Just adding up the Vector3 positions and rotations of each CFrame and dividing them by how many animations are playing does work (not sure if gimbal lock is going to present a huge problem in the future) but I’m not marking this as a solution in case anyone knows how to average matrices.

Sorry for bumping, but I came across the same problem and I believe I have found a nice non-matrix solution using lerp.

local function weightedAverageCFrame(weightedCFrames: {{cFrame: CFrame,weight: number}}): CFrame
    local average = CFrame.new()
    local totalWeight = 0
    for _,weightedCFrame in weightedCFrames do
        local currentCFrame = weightedCFrame.cFrame
        local currentWeight = weightedCFrame.weight
        totalWeight += currentWeight 
        average = average:Lerp(currentCFrame,currentWeight/totalWeight)
    end
    return average
end

This takes a table of CFrame-weight dictionary pairs, and sequentially lerps the average with each CFrame using increasingly discounted alpha.

How I think it works is that Lerping with alpha currentWeight/totalWeight effectively “multiplies” the average by (1-currentWeight/totalWeight) and adds it with the currentCFrame “multiplied by” currentWeight, as per analogous definitions of lerp in other objects like vectors.

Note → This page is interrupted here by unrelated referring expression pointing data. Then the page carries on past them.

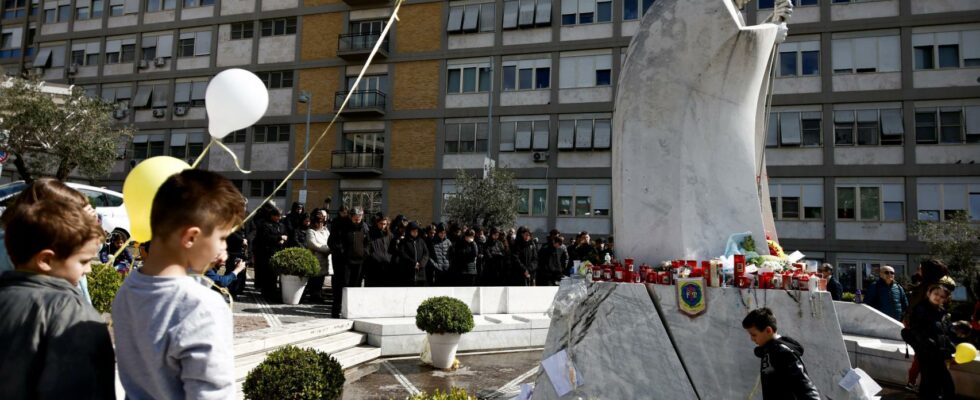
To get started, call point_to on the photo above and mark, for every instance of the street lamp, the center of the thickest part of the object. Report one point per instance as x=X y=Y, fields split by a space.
x=307 y=98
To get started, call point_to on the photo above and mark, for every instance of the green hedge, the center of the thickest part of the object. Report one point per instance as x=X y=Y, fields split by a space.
x=295 y=374
x=103 y=283
x=295 y=261
x=444 y=315
x=453 y=394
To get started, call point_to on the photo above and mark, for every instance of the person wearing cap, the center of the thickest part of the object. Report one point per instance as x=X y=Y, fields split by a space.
x=412 y=256
x=348 y=244
x=888 y=296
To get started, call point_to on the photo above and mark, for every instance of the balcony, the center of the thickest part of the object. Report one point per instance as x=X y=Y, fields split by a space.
x=358 y=46
x=345 y=162
x=362 y=103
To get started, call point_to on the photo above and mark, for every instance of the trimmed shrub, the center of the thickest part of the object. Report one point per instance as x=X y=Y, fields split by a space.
x=444 y=315
x=296 y=374
x=295 y=261
x=103 y=283
x=454 y=394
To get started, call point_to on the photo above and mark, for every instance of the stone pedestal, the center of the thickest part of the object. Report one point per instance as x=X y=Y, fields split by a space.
x=621 y=348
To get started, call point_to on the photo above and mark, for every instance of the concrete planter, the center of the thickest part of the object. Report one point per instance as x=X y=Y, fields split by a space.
x=292 y=288
x=443 y=348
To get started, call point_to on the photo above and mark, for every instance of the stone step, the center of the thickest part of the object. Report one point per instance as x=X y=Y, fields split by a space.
x=357 y=355
x=264 y=340
x=332 y=344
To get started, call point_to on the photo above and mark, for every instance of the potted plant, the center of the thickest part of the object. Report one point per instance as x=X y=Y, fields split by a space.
x=298 y=374
x=444 y=319
x=294 y=266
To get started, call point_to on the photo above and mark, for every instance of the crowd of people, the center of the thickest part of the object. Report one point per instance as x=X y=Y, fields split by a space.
x=357 y=250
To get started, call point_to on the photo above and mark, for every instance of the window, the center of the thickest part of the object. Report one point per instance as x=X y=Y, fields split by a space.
x=120 y=51
x=279 y=27
x=239 y=136
x=947 y=125
x=943 y=50
x=884 y=202
x=467 y=137
x=468 y=79
x=367 y=200
x=532 y=201
x=190 y=93
x=942 y=201
x=583 y=12
x=264 y=188
x=794 y=129
x=524 y=135
x=270 y=133
x=579 y=71
x=583 y=200
x=158 y=5
x=866 y=54
x=14 y=8
x=868 y=127
x=471 y=18
x=242 y=30
x=584 y=134
x=194 y=44
x=146 y=146
x=527 y=75
x=794 y=201
x=277 y=79
x=526 y=13
x=799 y=59
x=157 y=47
x=631 y=8
x=186 y=146
x=198 y=3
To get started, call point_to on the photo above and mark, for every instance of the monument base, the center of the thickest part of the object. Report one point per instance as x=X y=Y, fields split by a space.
x=630 y=341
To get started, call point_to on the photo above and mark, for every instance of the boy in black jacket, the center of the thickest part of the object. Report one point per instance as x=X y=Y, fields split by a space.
x=783 y=373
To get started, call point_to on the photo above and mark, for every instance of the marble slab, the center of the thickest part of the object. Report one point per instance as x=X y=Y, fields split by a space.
x=617 y=347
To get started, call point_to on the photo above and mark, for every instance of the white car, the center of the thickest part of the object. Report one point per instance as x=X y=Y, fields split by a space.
x=107 y=203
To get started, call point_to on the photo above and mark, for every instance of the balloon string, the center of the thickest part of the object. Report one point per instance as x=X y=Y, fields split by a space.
x=233 y=156
x=340 y=110
x=205 y=152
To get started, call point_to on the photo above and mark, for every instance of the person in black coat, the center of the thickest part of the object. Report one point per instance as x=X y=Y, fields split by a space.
x=496 y=255
x=833 y=285
x=412 y=257
x=377 y=269
x=348 y=250
x=782 y=371
x=270 y=238
x=930 y=338
x=524 y=259
x=552 y=260
x=465 y=255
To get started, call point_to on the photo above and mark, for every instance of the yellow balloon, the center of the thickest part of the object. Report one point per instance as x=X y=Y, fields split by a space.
x=965 y=353
x=141 y=187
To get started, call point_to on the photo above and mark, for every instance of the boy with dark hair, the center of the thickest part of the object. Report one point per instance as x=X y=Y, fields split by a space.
x=53 y=344
x=783 y=374
x=170 y=328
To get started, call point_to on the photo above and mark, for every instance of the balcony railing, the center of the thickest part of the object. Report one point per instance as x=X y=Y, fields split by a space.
x=362 y=102
x=359 y=45
x=365 y=162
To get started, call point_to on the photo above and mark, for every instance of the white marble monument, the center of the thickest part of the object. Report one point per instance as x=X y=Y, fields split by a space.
x=689 y=131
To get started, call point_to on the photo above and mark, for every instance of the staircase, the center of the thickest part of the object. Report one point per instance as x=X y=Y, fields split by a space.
x=332 y=336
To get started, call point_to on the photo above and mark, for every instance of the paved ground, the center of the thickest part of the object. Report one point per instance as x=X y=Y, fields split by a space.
x=487 y=376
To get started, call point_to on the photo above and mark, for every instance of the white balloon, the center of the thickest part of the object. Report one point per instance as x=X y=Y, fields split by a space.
x=235 y=99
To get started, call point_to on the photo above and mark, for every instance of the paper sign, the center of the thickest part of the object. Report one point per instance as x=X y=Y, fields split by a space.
x=561 y=372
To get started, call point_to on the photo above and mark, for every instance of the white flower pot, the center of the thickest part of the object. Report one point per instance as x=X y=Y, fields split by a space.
x=443 y=348
x=292 y=288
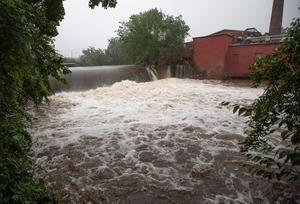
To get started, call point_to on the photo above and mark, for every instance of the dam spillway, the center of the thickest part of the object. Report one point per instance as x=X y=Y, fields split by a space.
x=166 y=141
x=85 y=78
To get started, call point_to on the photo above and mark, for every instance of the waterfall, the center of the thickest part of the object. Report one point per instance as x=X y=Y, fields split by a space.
x=152 y=73
x=85 y=78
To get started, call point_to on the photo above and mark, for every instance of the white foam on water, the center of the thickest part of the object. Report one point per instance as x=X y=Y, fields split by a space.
x=165 y=133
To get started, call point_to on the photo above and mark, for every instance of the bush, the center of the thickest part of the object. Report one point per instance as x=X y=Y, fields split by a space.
x=272 y=144
x=16 y=184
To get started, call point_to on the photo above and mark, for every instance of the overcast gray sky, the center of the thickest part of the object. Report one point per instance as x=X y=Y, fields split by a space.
x=84 y=27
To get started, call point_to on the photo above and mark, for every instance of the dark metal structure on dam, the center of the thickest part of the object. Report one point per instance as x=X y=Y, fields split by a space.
x=85 y=78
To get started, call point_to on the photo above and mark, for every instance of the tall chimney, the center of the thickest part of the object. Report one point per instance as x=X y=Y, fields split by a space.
x=276 y=19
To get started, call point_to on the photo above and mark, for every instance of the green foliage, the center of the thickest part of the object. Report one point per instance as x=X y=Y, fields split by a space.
x=115 y=53
x=272 y=144
x=27 y=60
x=105 y=3
x=92 y=57
x=27 y=55
x=16 y=185
x=152 y=35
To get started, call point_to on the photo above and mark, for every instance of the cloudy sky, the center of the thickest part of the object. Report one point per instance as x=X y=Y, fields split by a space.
x=84 y=27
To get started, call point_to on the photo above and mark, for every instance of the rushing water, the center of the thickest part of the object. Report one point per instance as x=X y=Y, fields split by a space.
x=166 y=141
x=85 y=78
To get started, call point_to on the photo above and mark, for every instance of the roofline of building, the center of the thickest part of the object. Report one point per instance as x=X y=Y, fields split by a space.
x=253 y=44
x=209 y=36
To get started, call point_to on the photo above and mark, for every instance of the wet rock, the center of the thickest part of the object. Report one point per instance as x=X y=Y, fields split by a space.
x=182 y=156
x=201 y=171
x=230 y=137
x=103 y=173
x=188 y=129
x=146 y=156
x=162 y=163
x=162 y=134
x=166 y=143
x=142 y=147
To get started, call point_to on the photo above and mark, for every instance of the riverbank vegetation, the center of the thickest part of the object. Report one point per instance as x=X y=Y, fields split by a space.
x=28 y=58
x=272 y=144
x=114 y=54
x=149 y=38
x=153 y=37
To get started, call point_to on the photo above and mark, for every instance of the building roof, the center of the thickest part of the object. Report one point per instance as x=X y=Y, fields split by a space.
x=249 y=32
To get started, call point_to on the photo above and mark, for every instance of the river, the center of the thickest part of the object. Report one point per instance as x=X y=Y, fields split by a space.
x=166 y=141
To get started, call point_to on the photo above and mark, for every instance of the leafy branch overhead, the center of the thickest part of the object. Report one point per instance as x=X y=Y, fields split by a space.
x=28 y=59
x=272 y=144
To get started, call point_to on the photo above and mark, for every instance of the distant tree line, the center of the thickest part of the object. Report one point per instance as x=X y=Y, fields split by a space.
x=114 y=54
x=149 y=38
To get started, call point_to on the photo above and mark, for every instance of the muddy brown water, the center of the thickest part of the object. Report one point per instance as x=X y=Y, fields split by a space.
x=167 y=141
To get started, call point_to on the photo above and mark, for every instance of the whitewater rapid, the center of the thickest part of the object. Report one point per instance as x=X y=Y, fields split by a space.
x=167 y=141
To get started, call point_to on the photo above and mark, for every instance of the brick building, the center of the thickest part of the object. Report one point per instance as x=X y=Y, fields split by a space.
x=228 y=53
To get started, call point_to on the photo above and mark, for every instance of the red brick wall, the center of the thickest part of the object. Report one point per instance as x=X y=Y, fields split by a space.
x=209 y=54
x=240 y=57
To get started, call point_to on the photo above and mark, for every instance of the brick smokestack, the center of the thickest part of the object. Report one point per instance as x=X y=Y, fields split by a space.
x=276 y=19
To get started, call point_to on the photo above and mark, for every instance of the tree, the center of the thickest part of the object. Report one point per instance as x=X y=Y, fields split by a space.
x=28 y=59
x=115 y=53
x=152 y=35
x=272 y=144
x=92 y=57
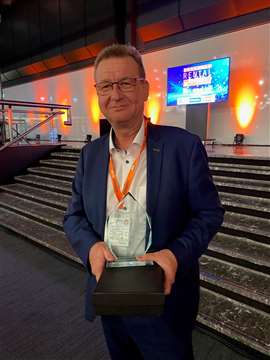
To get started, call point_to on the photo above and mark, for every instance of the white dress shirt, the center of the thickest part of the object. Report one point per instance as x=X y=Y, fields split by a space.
x=123 y=160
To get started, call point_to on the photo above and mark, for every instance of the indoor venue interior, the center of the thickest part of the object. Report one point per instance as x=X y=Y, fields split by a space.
x=208 y=68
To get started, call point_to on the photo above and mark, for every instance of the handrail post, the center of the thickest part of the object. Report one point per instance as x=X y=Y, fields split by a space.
x=10 y=119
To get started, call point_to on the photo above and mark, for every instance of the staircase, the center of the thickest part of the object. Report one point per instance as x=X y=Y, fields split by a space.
x=235 y=271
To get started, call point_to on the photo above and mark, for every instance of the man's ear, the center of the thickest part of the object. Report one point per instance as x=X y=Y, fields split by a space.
x=146 y=90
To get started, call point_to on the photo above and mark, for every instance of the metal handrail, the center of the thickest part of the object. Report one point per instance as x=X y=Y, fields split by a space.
x=32 y=104
x=17 y=132
x=54 y=110
x=31 y=129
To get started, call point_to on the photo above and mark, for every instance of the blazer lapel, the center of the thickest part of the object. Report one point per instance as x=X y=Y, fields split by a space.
x=154 y=163
x=100 y=179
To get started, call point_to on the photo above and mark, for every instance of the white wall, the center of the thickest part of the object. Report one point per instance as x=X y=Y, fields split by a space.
x=250 y=61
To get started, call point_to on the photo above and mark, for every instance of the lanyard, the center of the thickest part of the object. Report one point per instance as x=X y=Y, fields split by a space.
x=120 y=194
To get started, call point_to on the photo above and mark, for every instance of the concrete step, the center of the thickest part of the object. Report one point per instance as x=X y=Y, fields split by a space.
x=241 y=167
x=237 y=166
x=52 y=173
x=68 y=155
x=38 y=212
x=252 y=286
x=250 y=187
x=45 y=183
x=235 y=320
x=234 y=172
x=41 y=234
x=38 y=195
x=59 y=163
x=241 y=250
x=246 y=204
x=240 y=224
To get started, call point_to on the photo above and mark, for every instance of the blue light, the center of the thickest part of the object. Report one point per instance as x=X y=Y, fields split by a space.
x=198 y=83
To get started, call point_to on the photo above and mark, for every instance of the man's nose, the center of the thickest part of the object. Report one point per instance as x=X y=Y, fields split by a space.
x=116 y=92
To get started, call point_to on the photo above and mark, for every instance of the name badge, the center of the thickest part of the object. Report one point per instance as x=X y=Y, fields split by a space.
x=119 y=228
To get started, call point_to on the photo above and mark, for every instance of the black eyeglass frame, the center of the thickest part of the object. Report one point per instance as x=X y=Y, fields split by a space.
x=118 y=83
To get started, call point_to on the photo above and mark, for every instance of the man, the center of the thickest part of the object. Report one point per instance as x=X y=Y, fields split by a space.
x=171 y=180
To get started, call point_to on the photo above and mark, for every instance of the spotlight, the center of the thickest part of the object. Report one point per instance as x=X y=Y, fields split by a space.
x=238 y=139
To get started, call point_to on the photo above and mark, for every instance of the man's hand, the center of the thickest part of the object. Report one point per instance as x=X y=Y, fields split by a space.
x=98 y=255
x=167 y=261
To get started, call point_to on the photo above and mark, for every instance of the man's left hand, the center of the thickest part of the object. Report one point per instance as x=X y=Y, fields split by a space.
x=167 y=261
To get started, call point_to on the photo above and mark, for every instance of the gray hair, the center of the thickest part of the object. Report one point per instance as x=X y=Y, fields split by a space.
x=120 y=51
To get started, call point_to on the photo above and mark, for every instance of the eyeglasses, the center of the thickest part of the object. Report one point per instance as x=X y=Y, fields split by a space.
x=124 y=85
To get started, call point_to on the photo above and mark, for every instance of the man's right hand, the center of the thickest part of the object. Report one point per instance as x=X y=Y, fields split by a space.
x=98 y=255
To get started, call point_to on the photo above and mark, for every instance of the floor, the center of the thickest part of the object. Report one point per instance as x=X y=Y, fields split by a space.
x=41 y=310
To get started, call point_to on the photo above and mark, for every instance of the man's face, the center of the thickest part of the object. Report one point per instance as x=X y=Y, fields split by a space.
x=121 y=108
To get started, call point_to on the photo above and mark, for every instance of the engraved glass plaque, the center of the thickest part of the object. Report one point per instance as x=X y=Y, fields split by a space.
x=128 y=233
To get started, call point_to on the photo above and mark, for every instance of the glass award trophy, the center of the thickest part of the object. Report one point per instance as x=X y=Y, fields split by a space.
x=128 y=286
x=128 y=233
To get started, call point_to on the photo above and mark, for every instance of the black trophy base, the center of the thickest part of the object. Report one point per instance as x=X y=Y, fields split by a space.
x=134 y=291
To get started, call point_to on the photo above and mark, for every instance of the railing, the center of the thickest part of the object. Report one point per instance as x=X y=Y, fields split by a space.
x=9 y=108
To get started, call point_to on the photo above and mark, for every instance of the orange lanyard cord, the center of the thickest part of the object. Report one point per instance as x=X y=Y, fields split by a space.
x=118 y=193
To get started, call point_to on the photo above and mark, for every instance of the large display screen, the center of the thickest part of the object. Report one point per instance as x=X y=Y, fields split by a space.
x=198 y=83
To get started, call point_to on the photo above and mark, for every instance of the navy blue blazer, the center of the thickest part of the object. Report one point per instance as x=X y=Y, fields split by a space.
x=182 y=202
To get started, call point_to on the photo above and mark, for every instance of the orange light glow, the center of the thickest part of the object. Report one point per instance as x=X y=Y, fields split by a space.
x=95 y=111
x=245 y=106
x=153 y=109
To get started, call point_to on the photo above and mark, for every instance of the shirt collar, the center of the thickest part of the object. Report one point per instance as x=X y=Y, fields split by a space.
x=138 y=140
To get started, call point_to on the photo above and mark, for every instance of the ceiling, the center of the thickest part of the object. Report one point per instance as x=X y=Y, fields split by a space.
x=42 y=38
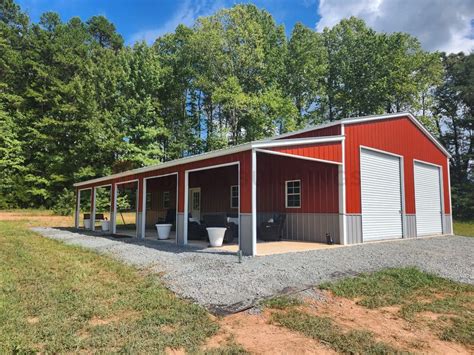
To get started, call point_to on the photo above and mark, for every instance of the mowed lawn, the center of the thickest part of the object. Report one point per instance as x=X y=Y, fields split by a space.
x=59 y=298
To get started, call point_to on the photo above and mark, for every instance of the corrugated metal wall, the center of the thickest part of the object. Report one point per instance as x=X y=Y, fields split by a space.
x=397 y=135
x=319 y=211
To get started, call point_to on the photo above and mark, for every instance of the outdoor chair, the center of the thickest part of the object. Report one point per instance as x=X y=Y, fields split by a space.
x=220 y=220
x=272 y=231
x=170 y=218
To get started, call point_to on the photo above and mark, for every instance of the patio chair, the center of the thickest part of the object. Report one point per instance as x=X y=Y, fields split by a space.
x=220 y=220
x=170 y=218
x=272 y=231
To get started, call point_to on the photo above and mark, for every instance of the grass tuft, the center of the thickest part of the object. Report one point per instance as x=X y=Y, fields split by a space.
x=56 y=298
x=324 y=330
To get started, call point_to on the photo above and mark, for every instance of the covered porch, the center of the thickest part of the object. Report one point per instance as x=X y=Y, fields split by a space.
x=279 y=196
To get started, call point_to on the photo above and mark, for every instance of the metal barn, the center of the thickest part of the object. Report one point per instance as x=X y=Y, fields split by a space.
x=351 y=181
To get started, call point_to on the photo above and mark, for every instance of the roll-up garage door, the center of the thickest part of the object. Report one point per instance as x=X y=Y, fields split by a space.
x=427 y=199
x=381 y=196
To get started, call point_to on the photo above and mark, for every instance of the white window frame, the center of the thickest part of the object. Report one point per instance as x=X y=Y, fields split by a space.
x=293 y=194
x=163 y=199
x=232 y=196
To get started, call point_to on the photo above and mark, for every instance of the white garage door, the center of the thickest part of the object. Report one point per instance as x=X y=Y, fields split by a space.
x=427 y=199
x=381 y=196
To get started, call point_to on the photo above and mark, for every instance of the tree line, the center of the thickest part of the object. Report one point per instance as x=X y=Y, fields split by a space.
x=77 y=103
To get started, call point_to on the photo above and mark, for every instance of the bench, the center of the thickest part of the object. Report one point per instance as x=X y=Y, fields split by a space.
x=98 y=216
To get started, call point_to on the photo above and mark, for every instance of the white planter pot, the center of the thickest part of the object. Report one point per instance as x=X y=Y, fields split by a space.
x=216 y=236
x=163 y=230
x=105 y=225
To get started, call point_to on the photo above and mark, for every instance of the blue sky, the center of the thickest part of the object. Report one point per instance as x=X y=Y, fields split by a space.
x=438 y=24
x=146 y=19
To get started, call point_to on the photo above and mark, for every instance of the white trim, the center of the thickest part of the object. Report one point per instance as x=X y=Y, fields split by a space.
x=93 y=209
x=114 y=209
x=79 y=204
x=144 y=201
x=114 y=227
x=214 y=154
x=355 y=120
x=302 y=157
x=185 y=211
x=238 y=196
x=427 y=163
x=380 y=151
x=254 y=202
x=263 y=143
x=441 y=188
x=449 y=195
x=402 y=188
x=286 y=193
x=186 y=192
x=298 y=141
x=342 y=192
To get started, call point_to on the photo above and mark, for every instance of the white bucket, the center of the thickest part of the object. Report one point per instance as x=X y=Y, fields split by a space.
x=163 y=230
x=105 y=225
x=216 y=236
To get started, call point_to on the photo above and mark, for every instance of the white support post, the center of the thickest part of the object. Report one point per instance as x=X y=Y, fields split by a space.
x=143 y=221
x=254 y=202
x=78 y=209
x=93 y=193
x=114 y=210
x=186 y=201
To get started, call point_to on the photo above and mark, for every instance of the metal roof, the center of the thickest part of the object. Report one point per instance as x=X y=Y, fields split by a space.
x=271 y=141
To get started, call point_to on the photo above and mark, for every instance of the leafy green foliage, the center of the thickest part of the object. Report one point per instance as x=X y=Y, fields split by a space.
x=76 y=103
x=57 y=298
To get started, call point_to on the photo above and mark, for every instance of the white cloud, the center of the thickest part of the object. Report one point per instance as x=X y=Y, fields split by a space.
x=186 y=14
x=438 y=24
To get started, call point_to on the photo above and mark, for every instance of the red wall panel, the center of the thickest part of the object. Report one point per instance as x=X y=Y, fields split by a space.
x=400 y=136
x=319 y=184
x=215 y=188
x=326 y=151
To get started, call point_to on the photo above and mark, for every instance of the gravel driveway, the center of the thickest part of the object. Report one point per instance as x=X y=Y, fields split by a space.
x=217 y=281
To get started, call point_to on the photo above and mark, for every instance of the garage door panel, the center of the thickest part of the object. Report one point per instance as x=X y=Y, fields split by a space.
x=428 y=199
x=380 y=195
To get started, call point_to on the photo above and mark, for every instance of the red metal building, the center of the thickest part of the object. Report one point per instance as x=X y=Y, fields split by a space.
x=356 y=180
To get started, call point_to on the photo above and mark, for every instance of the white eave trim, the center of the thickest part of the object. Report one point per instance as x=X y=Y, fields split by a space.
x=216 y=153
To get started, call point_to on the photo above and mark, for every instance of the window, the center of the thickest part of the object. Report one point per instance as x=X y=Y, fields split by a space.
x=166 y=199
x=234 y=196
x=293 y=194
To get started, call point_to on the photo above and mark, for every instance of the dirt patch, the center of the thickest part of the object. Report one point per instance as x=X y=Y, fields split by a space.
x=257 y=335
x=36 y=219
x=386 y=325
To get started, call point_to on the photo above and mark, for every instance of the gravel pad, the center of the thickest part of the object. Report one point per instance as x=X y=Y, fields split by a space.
x=219 y=282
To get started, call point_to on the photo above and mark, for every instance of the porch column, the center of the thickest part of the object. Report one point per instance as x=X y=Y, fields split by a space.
x=92 y=208
x=140 y=198
x=113 y=208
x=77 y=212
x=181 y=222
x=248 y=204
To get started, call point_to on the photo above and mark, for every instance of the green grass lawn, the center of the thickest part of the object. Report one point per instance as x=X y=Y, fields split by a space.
x=414 y=292
x=59 y=298
x=465 y=228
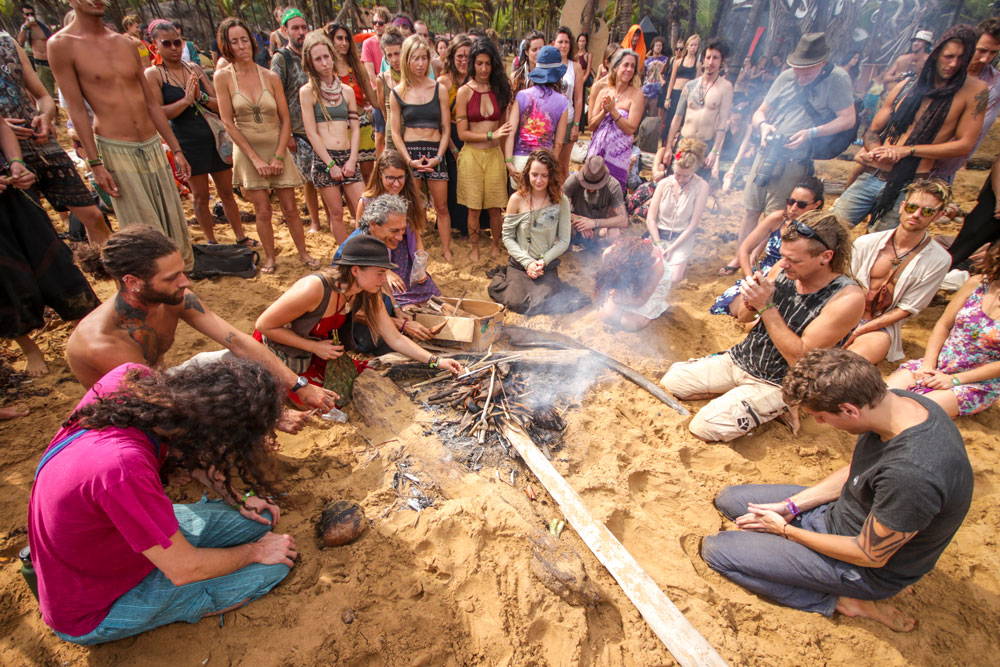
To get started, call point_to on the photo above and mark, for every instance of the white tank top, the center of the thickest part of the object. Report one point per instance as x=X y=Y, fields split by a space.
x=569 y=80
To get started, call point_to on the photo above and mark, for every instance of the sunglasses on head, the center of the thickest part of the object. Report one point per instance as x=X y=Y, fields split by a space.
x=808 y=232
x=925 y=211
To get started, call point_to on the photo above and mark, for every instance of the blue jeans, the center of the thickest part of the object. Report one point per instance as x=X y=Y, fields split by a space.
x=785 y=571
x=155 y=601
x=857 y=201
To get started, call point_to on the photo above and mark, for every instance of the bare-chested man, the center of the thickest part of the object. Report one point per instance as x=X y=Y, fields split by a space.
x=139 y=323
x=36 y=35
x=935 y=115
x=101 y=68
x=911 y=62
x=704 y=106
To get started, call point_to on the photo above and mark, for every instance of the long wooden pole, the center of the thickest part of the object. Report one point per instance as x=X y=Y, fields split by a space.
x=681 y=638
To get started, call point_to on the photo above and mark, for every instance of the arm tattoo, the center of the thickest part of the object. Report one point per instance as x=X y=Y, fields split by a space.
x=132 y=320
x=880 y=548
x=982 y=101
x=191 y=301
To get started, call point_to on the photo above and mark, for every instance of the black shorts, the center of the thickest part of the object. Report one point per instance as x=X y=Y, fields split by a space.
x=58 y=180
x=429 y=150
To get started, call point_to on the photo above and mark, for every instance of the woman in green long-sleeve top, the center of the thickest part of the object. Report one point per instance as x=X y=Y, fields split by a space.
x=536 y=231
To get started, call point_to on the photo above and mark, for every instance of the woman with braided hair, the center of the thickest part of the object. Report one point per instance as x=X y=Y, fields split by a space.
x=114 y=556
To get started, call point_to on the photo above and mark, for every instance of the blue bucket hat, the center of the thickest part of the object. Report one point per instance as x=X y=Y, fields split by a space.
x=548 y=66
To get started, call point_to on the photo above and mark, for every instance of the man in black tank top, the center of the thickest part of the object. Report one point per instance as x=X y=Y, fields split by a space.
x=805 y=303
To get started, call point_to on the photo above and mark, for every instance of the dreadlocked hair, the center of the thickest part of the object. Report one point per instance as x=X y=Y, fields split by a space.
x=925 y=128
x=222 y=418
x=411 y=193
x=624 y=268
x=831 y=230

So, in a non-rigorous sense,

average = average*(1-currentWeight/totalWeight) + currentCFrame*(currentWeight/totalWeight)

But

(1-currentWeight/totalWeight)
= (totalWeight/totalWeight-currentWeight/totalWeight) 
= (totalWeight-currentWeight)/totalWeight
= previousTotalWeight/totalWeight

Hence

average = average*(previousTotalWeight/totalWeight) + currentCFrame*(currentWeight/totalWeight)
average = (average*previousTotalWeight + currentCFrame*currentWeight)/totalWeight

Thus, we are dividing the weighted sum by the total weight, which gives us the weighted mean. The logic is sound for vectors, so I hope Lerp is sufficiently well defined on CFrames for this to work. In practice, this seems to be the case.

In the case where all weights are equal, this simplifies to

local function averageCFrame(cFrames: {CFrame}): CFrame
    local average = CFrame.new()
    for i,cFrame in cFrames do
        average = average:Lerp(cFrame,1/i)
    end
    return average
end

This one just takes a table of CFrames.